FCR may to some degree be considered a universal psychological reaction to surviving cancer [Citation22]. ‘Clinically relevant FCR’, often including moderate and high levels of FCR [Citation23], is characterized by persistent and high degrees of preoccupation and worry concerning disease recurrence and a hypervigilance to bodily symptoms [Citation24]. Even though not all of these aspects were evaluated in the present study, it is one of few studies attempting to capture clinically relevant FCR among survivors of early-stage BC, beyond the first five years of BC survivorship. Koch et al. which focused on long-term survivors in their review from 2013, reported that most cancer survivors, regardless of cancer type, experience FCR many years after diagnosis [Citation9]. In a more recent meta-analysis examining the prevalence of FCR across all phases of survivorship (from diagnosis to >10 years since diagnosis), 59% reported at least a moderate level of FCR and 19% experienced high FCR [Citation6]. This figure is comparable to our finding that 56% of BCSs report moderate/high FCR, but direct comparison is hampered due to the use of different measurement tools and cut offs for FCR. Our results also align well with a Danish study including older BCSs (mean age 63 years at diagnosis) reporting a prevalence of 55% for high FCR during the first five years after the BC diagnosis [Citation25]. In another survey of young adult survivors (19–39 years) of several cancer forms using the ASC to measure FCR 16 years after diagnosis, BCSs had the highest FCR scores (mean score 5.9) [Citation26]. This score is only slightly lower than what we observed here among adult 8-year BCSs (mean score 6.1) confirming that high levels of FCR may persist for years beyond diagnosis.

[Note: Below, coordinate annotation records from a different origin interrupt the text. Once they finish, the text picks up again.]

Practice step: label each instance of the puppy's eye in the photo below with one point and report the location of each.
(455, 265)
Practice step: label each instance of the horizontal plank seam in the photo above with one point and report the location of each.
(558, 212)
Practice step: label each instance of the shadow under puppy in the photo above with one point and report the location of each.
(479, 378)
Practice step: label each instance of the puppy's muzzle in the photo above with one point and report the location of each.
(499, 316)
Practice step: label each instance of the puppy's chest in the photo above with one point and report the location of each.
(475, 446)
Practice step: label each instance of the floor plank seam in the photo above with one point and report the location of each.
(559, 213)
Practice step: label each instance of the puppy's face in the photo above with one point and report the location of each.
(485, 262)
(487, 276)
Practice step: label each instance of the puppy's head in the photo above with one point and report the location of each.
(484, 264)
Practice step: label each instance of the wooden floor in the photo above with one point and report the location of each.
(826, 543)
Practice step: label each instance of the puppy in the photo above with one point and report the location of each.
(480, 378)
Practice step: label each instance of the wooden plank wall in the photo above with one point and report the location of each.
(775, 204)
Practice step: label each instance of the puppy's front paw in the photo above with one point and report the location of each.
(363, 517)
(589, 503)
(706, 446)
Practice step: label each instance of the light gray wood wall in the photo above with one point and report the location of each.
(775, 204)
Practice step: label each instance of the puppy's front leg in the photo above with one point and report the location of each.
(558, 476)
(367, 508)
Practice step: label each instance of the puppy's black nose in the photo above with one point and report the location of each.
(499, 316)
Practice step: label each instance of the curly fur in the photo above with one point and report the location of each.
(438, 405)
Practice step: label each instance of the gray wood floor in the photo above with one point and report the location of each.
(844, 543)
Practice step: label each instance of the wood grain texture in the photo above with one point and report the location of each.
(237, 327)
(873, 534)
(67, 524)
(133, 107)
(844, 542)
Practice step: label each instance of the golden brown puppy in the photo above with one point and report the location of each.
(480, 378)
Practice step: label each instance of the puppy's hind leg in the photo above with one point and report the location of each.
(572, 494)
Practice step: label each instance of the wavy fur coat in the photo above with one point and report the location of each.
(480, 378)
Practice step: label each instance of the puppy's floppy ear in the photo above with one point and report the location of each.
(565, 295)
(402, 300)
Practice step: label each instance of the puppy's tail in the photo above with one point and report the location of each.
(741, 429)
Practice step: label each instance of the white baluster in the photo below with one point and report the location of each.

Younger age was the only demographic variable associated with moderate/high FCR in the present study, which is in line with previous reports across cancer forms [Citation4,Citation6]. In a recent study on young women (18–45 years) with early-stage BC, 70% reported high levels of FCR [Citation27]. It has been proposed that the underlying reasons for the high observed levels among younger BCSs, may be that they have poorer coping skills and less experience with health issues compared to older BCSs, and more responsibilities as caregivers, for instance for small children, adding to their burden of worries [Citation4,Citation26]. Younger age has also been associated with an overestimation of recurrence risk [Citation28]. It is however important to acknowledge that younger age is associated with more aggressive disease and poorer prognosis [Citation29]. Younger BC patients are likely to be made aware of these considerations at treatment initiation, with the potential for heightened cancer worry, and increased attention to bodily symptoms and signs of recurrence. Younger BCSs may be in ‘double trouble’; having perhaps the most limited set of coping skills and the highest objective risk of recurrence. Balancing their FCR at an appropriate level may therefore be challenging.
Although all late effects were more frequently reported among BCSs with moderate/high FCR, only sleep disturbances and anxiety were associated with FCR in the multivariate model. We did not find evidence of significant correlation or interaction between FCR and anxiety. Thus, although they may share clinical commonalities, our results suggest they may represent distinct entities. Among BCSs with anxiety in this cohort, 86% also reported moderate/high FCR (results not shown), while among the BCSs with moderate/high FCR, only 11% reported anxiety. Thus, FCR appears to be relatively independent of more generalized forms of anxiety. Sleep disturbances is a major concern among BCSs, associated with reduced quality of life [Citation30]. Psychological distress, such as anxiety, is associated with sleep disruption among BCSs [Citation31]. The association between FCR and sleep disorders is less studied, but there are reports that FCR increase the risk of poorer sleep quality [Citation32]. Consequently, FCR, anxiety and sleep disturbances seem related, and have the potential to exacerbate each other. A prospective research design will be valuable for future research in order to identify the triggering factor.
Higher levels of FCR is a distressing concern, which may have both psychological and behavioral consequences, such as quality of life impairments, excessive self-checking- and health care seeking behaviors [Citation33]. Cost-effective and noninvasive interventions, such as contemporary cognitive behavioral therapy, has shown positive effects on FCR among BCSs in randomized studies [Citation34–36]. Such interventions may improve potential clusters of symptoms such as FCR, sleep disorders and anxiety in combination [Citation37]. In order to succeed with this approach, clinicians need to know how to identify survivors at risk of these potentially debilitating and longstanding complaints.
Strengths and limitations
This study is based on high-quality data from the CRN, ensuring a high degree of completeness and accuracy as reporting new cancer cases to the CRN is mandatory. The large sample size of more than 1300 BCSs eight years after diagnosis offers valuable insight on long-term BC survivorship. Also, this large sample size allowed for evaluation of a range of sociodemographic, clinical and health related variables.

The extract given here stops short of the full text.